The sheriff’s office has reported that because of overcrowding, hundreds of people have been sleeping on the floor. In August, the Atlanta City Council approved an agreement with Fulton County Sheriff Patrick Labat and Fulton County to transfer up to 700 adults from the jail to the Atlanta City Detention Center, pending an analysis of the jail’s population by the Justice Policy Board, a partnership between local governmental agencies and nonprofits which is tasked with developing alternatives to incarceration for Fulton County and the City of Atlanta. The sheriff has called that study, which will be more comprehensive than the report released today and is not yet complete, a “stall tactic” that is delaying transfers, according to the Atlanta Journal-Constitution, which has reported extensively on the fight over the local jail.

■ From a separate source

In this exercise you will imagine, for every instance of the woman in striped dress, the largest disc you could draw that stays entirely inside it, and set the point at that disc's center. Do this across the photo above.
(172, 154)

“The building is deteriorating by the day,” Labat said during a recent Atlanta City Council meeting. “I’ve been sounding this alarm for 365 days if not longer.”

But local groups say to alleviate the crisis at the jail, the sheriff doesn’t need more jail beds; people must be released. Organizers have worked for years to shut down the Atlanta City Detention Center and oppose the Sheriff’s plan to transfer people from the Fulton County Jail to the facility.

In 2019, former Atlanta Mayor Keisha Lance Bottoms signed legislation that created a task-force to study closing the city’s jail and turning it into an “equity center” to address homelessness, mental illness, and poverty in Atlanta. But, due in part to the sheriff’s requests to use the jail, those plans have stalled, and the city has instead floated the idea of selling the mostly-empty jail to the county. The city council is now considering turning a local hospital site into an equity center in place of the jail.

The city’s process has infuriated justice reformers. On October 3, more than 60 nonprofits and civil-rights organizations sent an open letter to the Atlanta City Council and Mayor Andre Dickens warning that the city’s agreement with the sheriff would “result in more people being locked up.”

“The Fulton County Sheriff claims that additional space is needed to alleviate overcrowding in his jails,” the letter stated. “But Fulton County’s claim of overcrowding is a manufactured crisis.”